Depuis plusieurs semaines, les relations entre la France et le Mali ne cessent de se dégrader. Bamako qui a déclaré l’ambassadeur de France, Joël Meyer, personae non grata à Bamako, avec un ultimatum de 72 heures pour quitter le pays, ne digère apparemment pas les propos tenus à propos de la junte dirigée par le colonel Assimi Goïta par le ministre Jean-Yves Le Drian.

 

Relations exécrables donc entre le Mali et la France. Certains n’hésitent pas à assimiler cette situation à un point de non retour entre la junte militaire malienne et l’ancienne métropole. Les propos de Jean-Yves Le Drian, traitant la junte militaire malienne «d’illégitime» et «d’irresponsable» ne sont que la goutte d’eau qui a fait déborder le vase. Le point de discorde véritable est bien cette présence militaire russe à travers le groupe de sécurité privé Wagner que d’aucuns considèrent comme le bras armé du Kremlin. Une armée parallèle qui a déjà fait ses «preuves» en Syrie et en Centrafrique.

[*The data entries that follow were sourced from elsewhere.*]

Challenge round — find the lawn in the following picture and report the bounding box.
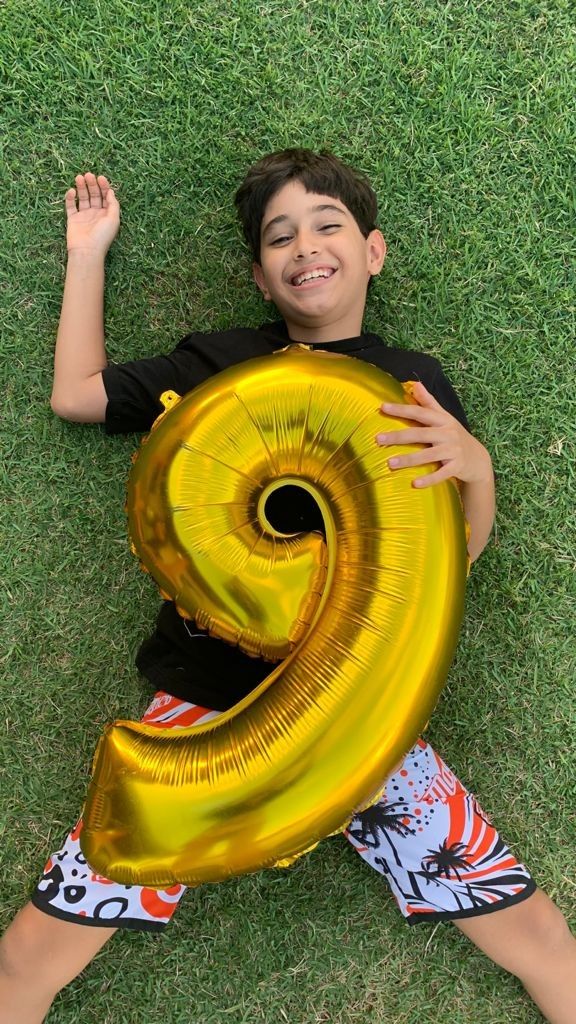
[1,1,574,1021]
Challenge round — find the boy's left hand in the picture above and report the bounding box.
[376,381,490,488]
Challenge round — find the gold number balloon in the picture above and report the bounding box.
[81,346,469,887]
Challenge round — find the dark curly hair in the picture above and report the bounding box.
[234,148,379,263]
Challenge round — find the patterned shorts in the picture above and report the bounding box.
[32,693,535,931]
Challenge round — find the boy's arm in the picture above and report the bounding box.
[376,380,496,564]
[51,174,120,422]
[458,467,495,563]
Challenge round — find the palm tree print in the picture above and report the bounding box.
[347,801,416,867]
[420,840,472,881]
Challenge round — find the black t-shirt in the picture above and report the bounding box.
[102,321,470,710]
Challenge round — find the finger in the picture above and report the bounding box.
[103,185,119,213]
[376,428,447,446]
[387,448,446,470]
[64,187,77,218]
[84,172,103,209]
[94,175,117,210]
[380,402,445,425]
[75,174,90,210]
[97,174,112,203]
[409,380,443,408]
[412,465,455,488]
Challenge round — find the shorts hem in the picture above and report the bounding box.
[405,877,537,926]
[30,891,167,933]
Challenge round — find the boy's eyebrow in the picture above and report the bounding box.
[262,204,348,238]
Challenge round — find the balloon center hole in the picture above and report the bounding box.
[263,485,324,535]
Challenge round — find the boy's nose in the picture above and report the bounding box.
[294,231,319,258]
[295,243,319,259]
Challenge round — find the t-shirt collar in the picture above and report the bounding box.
[260,320,383,353]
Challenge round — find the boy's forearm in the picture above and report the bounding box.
[51,250,107,416]
[460,456,496,563]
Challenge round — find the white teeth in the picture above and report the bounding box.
[293,269,333,286]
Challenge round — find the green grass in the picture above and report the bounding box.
[1,0,575,1020]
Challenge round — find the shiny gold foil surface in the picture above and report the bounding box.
[81,346,469,887]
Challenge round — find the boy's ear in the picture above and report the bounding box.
[367,230,387,278]
[253,262,271,300]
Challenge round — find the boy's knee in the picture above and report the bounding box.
[526,890,574,956]
[0,908,59,995]
[0,903,115,999]
[0,914,31,980]
[504,892,569,970]
[456,888,574,980]
[510,891,574,981]
[506,890,576,993]
[520,888,568,931]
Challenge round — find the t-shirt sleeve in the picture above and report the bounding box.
[426,364,471,433]
[101,334,218,435]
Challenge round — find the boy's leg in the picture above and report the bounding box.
[455,889,576,1024]
[0,693,220,1023]
[0,903,116,1024]
[344,739,575,1022]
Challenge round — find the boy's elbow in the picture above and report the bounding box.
[50,392,75,420]
[50,375,108,423]
[467,527,494,565]
[468,544,483,565]
[50,392,89,421]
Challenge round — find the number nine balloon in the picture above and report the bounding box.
[81,346,469,887]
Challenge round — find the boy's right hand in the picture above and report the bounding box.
[65,173,120,256]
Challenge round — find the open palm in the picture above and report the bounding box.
[65,172,120,255]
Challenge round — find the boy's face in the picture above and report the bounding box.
[253,180,386,343]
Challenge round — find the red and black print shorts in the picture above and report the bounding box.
[31,692,535,931]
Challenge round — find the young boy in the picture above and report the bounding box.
[1,150,574,1023]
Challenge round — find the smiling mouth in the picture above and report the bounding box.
[290,268,336,288]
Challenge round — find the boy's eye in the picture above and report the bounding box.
[268,223,341,247]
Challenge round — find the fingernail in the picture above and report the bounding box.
[389,458,400,467]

Paris, très engagée dans le dispositif de lutte antiterroriste, ne veut pas de l’immixtion de la Russie dans son pré-carré. Les enjeux économiques et géostratégiques transcendent, dans les débats actuels, la simple question de défense de la démocratie, quand la communauté internationale s’émeut de la tournure que prend la transition au Mali. C’est le retour en force de jeux d’influence dans une zone ouest-africaine où la recrudescence des coups d’État inquiète. Des craintes qui ont été confirmées par la récente tentative de putsch en Guinée Bissau.

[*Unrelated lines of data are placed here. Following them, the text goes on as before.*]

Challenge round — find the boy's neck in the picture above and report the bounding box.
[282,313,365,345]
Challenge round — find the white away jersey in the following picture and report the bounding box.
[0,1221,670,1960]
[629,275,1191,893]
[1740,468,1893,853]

Soumise à la pression occidentale à cause de ses manœuvres sur la frontière avec l’Ukraine, la Russie chercherait ainsi un point d’équilibre (de la terreur ?) avec les Européens et les Américains en manœuvrant dans des zones que les pays membres de l’Otan considéraient jusque-là comme leur chasse gardée.

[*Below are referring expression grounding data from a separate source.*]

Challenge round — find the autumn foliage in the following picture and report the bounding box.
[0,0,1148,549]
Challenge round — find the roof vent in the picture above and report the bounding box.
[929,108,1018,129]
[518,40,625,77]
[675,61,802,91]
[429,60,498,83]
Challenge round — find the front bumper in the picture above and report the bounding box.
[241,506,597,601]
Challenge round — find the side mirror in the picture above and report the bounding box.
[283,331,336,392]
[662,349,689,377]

Mais il faut bien reconnaître que ces enjeux vont au-delà d’une  simple question de remplacement de la force européenne Takuba par des militaires au service de Moscou. Le colonel Assimi Goita veut certes asseoir son pouvoir, pour une durée aussi longue que possible, mais il doit aussi tenir compte de la donne politico-sociale locale. La durée de la transition est donc essentielle, tout autant que les perspectives politiques qui en découlent, avec le rôle et le statut qui seront attribués, à leur sortie du pouvoir, aux membres de la junte.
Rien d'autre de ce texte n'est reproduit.